OK, so we go and look at what tools are available and we hit an immediate speed bump – data protection. Storing those passwords in a third party system would be a high risk activity in any Data Protection Impact Assessment as required by GDPR regs. So, we have to treat it as such. Throw in the recent ruling regarding the EU-US Privacy Shield being invalid, and therefore transfers of information out of the UK & EU being illegal, and you have a problem. Most of these services are US based. OK, we’ve found one that is in the EU, which takes us to the next issue. Management.
If we install software for children to use, we ultimately need a central mechanism to manage it. Children forget passwords – that’s kind of what kicked this entire thing off in the first place – so we need to be able to reset them for them, we also need access from a safeguarding standpoint (schools have a list of very specific things we must comply with in regards to child safeguarding) – we can’t go giving them access to a service without having a way in ourselves. As far as I can tell, to get that capability, it costs money in one way or another. Either by the school having to pay for the service, or by running our own server (which costs in either cloud hosting fees, or in physical kit). For this I would direct you back to my earlier comment about budget – schools have to prioritise their funding, especially at the moment. Paying what is quite a lot of money for something that can be resolved by what is seen as a compromise solution will simply not be accepted by school leadership. A password manager for children or half a dozen Chromebooks for disadvantaged children. That’s the sort of balancing act at play here.
After all that is said, most in the Tweet thread ignore the rather large issue that not all children are old enough to understand any of this. Sure, you can teach them to sign in with the Google button or Microsoft button. Sure, you can teach them the importance of not sharing passwords. But if they’re 7? They still need access to all these services. but in my experience, some of them don’t even reliably know how to spell their own name yet.
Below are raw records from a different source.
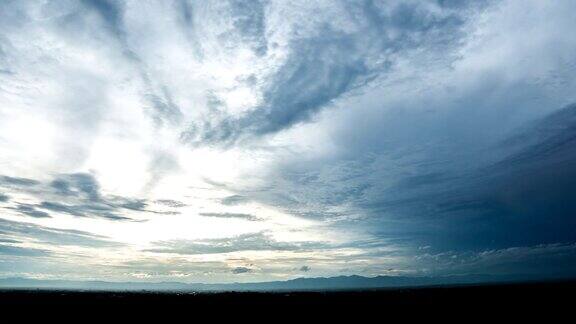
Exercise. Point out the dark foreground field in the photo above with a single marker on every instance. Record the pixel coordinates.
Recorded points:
(543, 298)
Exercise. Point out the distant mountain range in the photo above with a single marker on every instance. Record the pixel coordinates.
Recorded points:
(331, 283)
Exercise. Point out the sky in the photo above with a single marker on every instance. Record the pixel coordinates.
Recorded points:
(242, 141)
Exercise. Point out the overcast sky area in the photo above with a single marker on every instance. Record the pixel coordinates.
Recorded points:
(239, 141)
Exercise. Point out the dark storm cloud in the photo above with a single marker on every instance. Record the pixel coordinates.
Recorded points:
(246, 242)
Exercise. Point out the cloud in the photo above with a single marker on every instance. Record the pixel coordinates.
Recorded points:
(240, 270)
(20, 251)
(248, 217)
(30, 211)
(234, 200)
(170, 203)
(245, 242)
(304, 269)
(61, 237)
(378, 126)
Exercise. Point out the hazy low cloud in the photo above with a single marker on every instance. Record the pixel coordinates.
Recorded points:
(360, 130)
(246, 242)
(248, 217)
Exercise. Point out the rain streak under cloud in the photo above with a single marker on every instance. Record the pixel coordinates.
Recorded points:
(236, 141)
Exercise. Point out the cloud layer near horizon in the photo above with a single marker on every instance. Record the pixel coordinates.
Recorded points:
(253, 140)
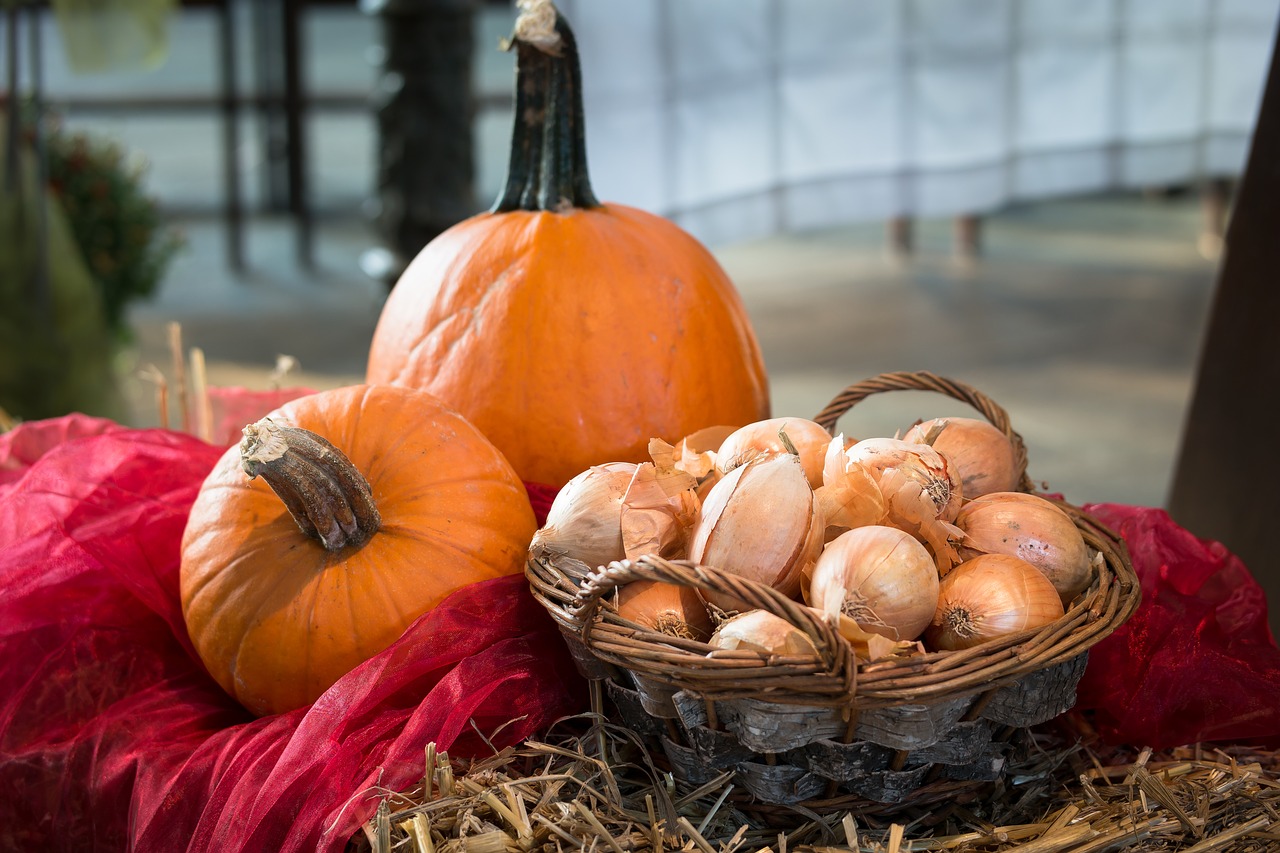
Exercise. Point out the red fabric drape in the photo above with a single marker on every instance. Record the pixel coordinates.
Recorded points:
(1197, 660)
(112, 735)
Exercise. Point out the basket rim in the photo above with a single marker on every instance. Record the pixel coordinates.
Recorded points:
(918, 679)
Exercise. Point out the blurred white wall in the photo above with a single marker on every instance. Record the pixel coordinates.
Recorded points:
(741, 118)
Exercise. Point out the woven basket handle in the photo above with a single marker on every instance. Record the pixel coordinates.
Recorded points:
(833, 651)
(926, 381)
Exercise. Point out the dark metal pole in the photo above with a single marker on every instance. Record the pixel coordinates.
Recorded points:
(425, 112)
(295, 129)
(233, 201)
(1217, 492)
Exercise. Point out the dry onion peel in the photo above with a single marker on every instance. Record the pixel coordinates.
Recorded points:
(759, 630)
(585, 518)
(657, 511)
(759, 521)
(667, 609)
(920, 489)
(849, 496)
(799, 436)
(982, 455)
(694, 454)
(1033, 529)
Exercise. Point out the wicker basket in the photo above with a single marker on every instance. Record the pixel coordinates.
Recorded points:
(832, 730)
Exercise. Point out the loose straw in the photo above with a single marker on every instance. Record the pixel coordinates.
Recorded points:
(179, 374)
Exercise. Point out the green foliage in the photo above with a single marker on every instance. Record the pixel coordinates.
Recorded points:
(55, 347)
(118, 227)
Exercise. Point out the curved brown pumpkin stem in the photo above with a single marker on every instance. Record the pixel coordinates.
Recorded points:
(321, 489)
(548, 142)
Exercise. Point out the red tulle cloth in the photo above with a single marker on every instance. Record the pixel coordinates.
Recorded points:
(113, 737)
(1197, 660)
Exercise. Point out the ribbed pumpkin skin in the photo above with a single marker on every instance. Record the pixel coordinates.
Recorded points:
(275, 617)
(572, 338)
It takes them 4 tries to log in because they are still developing their fine motor control and keyboards are tough to use at that age.
A perfect mess
Finally, remember also what year this is. We’re in the middle of a worldwide pandemic. Schools are struggling with staffing issues due to rising infections. They’re rolling out technologies they’ve not used before at lightning speed to try and ensure your children are educated as best as possible, whilst not being given any more funding or time. In fact, the UK government have just made it illegal for schools not to be immediately capable of providing remote learning to anyone having to isolate at home.
So, yes, sometimes, the most sensible option is to ask children to use the same password across multiple websites. It isn’t ideal. It isn’t what schools always teach. It isn’t best practice, but sometimes you have to do what’s best to get the most children to access their remote learning tools.